The fact is that there is a massive expansion of those goods in China, which is the key market for cars such as Bentleys. I would like to see more cars sold from Britain to China, but we do not make them and have not done so for a rather long time.
I would also like to mention a smaller country. Azerbaijan is a young country, but it has a thriving economy that has grown by about 21% over the past four years. It operates a 27% surplus and is an economy in which we already invest heavily. The energy infrastructure in Azerbaijan is largely provided by companies such as BP. The Manganese Bronze cab company has exported 500 black cabs to Baku and will export, we hope, about 3,000 more. So there is lots of opportunity in Azerbaijan, and I rather hope we will take it.

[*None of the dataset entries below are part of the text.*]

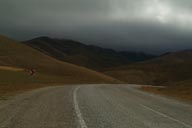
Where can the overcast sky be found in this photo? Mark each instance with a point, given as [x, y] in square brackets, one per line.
[145, 25]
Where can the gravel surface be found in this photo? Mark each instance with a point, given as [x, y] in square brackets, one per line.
[93, 106]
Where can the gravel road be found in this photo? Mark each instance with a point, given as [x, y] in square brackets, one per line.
[93, 106]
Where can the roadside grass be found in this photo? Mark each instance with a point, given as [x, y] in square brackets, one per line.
[180, 91]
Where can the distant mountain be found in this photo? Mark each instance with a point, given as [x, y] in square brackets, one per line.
[90, 56]
[49, 70]
[168, 69]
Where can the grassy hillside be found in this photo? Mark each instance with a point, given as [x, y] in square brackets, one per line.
[49, 70]
[90, 56]
[167, 69]
[173, 71]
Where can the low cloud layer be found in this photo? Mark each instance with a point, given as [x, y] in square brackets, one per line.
[145, 25]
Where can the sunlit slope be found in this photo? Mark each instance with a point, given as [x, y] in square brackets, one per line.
[15, 54]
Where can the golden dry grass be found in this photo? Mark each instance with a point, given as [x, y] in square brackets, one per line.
[179, 92]
[15, 56]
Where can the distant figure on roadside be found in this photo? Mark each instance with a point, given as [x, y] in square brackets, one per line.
[32, 72]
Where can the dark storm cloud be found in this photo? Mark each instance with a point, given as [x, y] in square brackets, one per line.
[146, 25]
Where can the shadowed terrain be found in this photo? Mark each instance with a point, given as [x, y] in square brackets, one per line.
[172, 70]
[90, 56]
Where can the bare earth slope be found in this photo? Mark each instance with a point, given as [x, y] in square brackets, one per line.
[174, 71]
[15, 54]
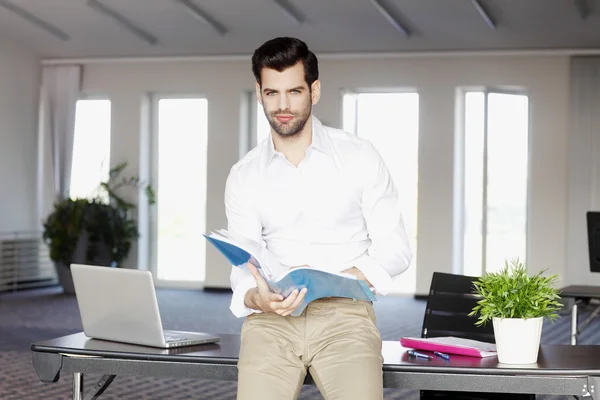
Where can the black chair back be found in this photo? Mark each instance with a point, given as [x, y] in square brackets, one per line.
[451, 300]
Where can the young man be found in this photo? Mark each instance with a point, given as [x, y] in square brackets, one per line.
[319, 197]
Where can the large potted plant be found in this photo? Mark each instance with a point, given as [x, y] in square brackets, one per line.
[517, 305]
[97, 231]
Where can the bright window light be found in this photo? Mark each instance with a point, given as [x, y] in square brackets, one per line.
[91, 148]
[181, 189]
[397, 140]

We need to recognise the civil liberties issues in Azerbaijan, which international agencies have seen and talked about, but they should not prevent us from recognising the advances it has made in 20 years. It had no experience of a market economy or of elected democracy, so we should recognise the advances it is making and support it. We should support Azerbaijan because it is a secular Islamic society with a tolerant approach to religion.

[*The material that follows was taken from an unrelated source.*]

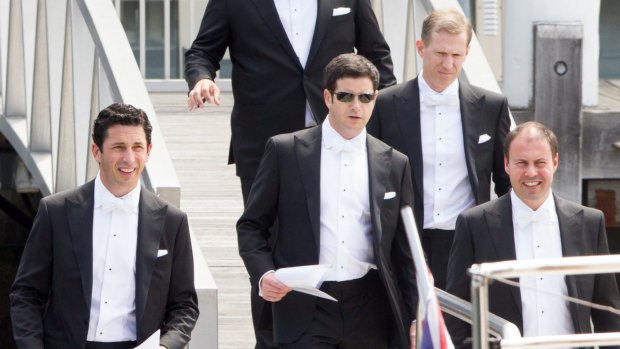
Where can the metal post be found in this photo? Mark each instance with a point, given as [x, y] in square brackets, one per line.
[480, 307]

We should also support Azerbaijan because it is going to be—in fact, it already is—a significant energy player in its region. The oil and gas coming out of the country can have—indeed, is having—an even bigger impact on the region. The proposed pipeline from Azerbaijan through Anatolia is one example of how the gas and the oil from that country can increase the size of the marketplace in Europe. The refining capacity that the Azerbaijanis are building in Kyrgyzstan is also an example of how they are expanding their oil and gas facilities. I hope that we will continue to support that country in expanding its facilities, because that is a key way in which we will expand our interests there and encourage the elites in Azerbaijan to liberalise further.
I hold up my hand and make a declaration: I am a member of the all-party group on Azerbaijan and I have been to Baku on a number of occasions. I am impressed by the strides forward that the country is making, and I am certainly impressed by what my right hon. Friend the Minister for Europe has done to try to improve links with it. However, I also hope that, building on those links, my right hon. Friend the Foreign Secretary will, at some point soon, make a point of visiting Azerbaijan to build our links further and further encourage the younger generation of leaders there towards greater democracy and liberalisation.

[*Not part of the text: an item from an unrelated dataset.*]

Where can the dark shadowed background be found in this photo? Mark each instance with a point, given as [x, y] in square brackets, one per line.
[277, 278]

In the short time left to me, I want to mention another former Soviet satellite, but a very different one: Latvia. Latvia has historically had strong trade links with our country. It has had some difficulties in the last few years because, with the crash, it hit economic rock bottom. However, Latvia is now building itself up again, and I was pleased that the Prime Minister hosted the first Baltic conference in London two years ago. The Latvians were pleased with that, too. They are hosting a third conference in Riga later this summer. I hope that the Foreign Secretary and the Prime Minister—ably assisted, of course, by my right hon. Friend the Minister for Europe—will go to Riga to make clear our support for Latvia.
I remember reading a book at school by Lord Briggs—Asa Briggs—who, talking about British tradesmen in the 18th century, made the point that we always looked beyond Europe, setting our sights on the world beyond. He said that British tradesmen were “buccaneers” on the high seas of trade. That is what I think we should be. I rather hope that the Foreign Office and the Department for International Development will put aside the “cult of the gentleman” and do their utmost to assist British business and British commercial interests in China, Azerbaijan and Latvia, and everywhere else where our traders are working in our interest. It is good for our prosperity, good for our security and good for our trading partners.